Quontic is a U.S.-based digital bank headquartered in Astoria, New York City. Quontic has additional loan office locations in New York; Melville, New York; Flushing, New York; and Miami, Florida. Quontic offers personal checking, savings and certificate of deposits accounts as well as a variety of mortgage loan products with an emphasis on non-traditional borrowers.

==History==
In late 2009, real estate developer and entrepreneur Steven Schnall bought Golden First Bank; a small, troubled bank in Great Neck, New York with $24 million in assets. Terms of the sale allowed Schnall to buy the bank with a clean balance sheet. Schnall assembled a new team, injected fresh capital, and renamed it "Quontic Bank." In March 2011, Quontic opened a second branch in the Astoria, Queens neighborhood of New York City Later in 2011, it shuttered the Great Neck location and moved its headquarters to Astoria. Since its humble beginnings, Quontic has gone branchless and expanded to serve bank and mortgage customers across the US. Though Quontic had expanded its loan offices to states such as Georgia, New Jersey, and Massachusetts, it now has locations in just 2 states: Florida and New York.
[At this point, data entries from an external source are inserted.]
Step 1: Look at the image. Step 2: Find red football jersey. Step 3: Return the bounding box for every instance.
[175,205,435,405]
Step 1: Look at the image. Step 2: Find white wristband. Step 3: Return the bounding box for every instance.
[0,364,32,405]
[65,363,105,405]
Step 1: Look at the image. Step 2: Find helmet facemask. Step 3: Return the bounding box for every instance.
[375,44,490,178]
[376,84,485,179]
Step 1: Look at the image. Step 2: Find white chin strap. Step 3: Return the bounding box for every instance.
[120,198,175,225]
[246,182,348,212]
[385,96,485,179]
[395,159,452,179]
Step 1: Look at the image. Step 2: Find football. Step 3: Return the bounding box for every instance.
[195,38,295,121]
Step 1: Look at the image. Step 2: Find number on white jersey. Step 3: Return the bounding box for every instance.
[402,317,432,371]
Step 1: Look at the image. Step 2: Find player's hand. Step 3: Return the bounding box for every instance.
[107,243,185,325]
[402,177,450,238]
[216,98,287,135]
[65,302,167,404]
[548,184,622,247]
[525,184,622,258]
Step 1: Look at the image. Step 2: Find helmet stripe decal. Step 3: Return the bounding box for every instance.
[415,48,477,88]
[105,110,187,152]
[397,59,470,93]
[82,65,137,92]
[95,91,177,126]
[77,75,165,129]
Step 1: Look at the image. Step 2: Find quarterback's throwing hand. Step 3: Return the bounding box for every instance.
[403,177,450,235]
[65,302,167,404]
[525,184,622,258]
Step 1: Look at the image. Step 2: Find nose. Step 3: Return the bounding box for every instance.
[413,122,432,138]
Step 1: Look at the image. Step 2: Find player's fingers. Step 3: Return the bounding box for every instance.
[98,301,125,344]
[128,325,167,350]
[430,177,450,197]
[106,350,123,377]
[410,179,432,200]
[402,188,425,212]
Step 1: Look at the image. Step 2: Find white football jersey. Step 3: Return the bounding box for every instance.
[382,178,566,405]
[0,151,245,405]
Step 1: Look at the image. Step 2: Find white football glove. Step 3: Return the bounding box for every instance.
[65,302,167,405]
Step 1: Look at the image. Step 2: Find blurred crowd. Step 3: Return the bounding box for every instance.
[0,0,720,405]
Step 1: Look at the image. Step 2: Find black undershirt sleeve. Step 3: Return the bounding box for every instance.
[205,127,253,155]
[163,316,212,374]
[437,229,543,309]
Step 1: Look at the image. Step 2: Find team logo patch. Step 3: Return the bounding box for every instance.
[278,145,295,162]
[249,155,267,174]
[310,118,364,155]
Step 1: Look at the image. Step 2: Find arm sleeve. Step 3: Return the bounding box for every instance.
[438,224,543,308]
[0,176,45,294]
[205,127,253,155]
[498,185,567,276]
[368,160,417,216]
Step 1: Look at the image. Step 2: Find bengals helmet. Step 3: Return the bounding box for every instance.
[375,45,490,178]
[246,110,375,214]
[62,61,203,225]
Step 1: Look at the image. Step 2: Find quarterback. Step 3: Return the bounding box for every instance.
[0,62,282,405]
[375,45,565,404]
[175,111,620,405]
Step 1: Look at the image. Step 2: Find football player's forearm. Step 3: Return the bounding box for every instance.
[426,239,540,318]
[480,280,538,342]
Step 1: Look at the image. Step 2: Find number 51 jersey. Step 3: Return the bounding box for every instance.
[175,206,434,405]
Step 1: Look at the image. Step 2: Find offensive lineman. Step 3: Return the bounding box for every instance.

In 2015, Quontic was awarded the title of Community Development Financial Institution and is the only all-digital CDFI bank in the United States. In 2020, Quontic became the first US bank to offer Bitcoin Rewards Checking, and in 2022 became the first US bank to offer a Pay Ring contactless payment device for its checking accounts and was the first bank to open an outpost in the Metaverse. Quontic was named Best Savings Account 2023 by Bankrate, Best Overall Online Bank of 2022 by Forbes, America's Best Banks 2022 by Newsweek and Most Innovative Online Bank 2022-2023 by Money.com.

==Locations==

===New York===
Quontic was founded in New York and headquartered in the Astoria, Queens neighborhood of New York City. The Astoria location has a home mortgage office, which has gained media attention for its lending to Queens' large immigrant community.

Quontic operated a home mortgage office in Jericho, Long Island before moving to Melville in October 2016.

===Florida===
Quontic operates a home mortgage office in Coral Gables, a city southwest of Downtown Miami.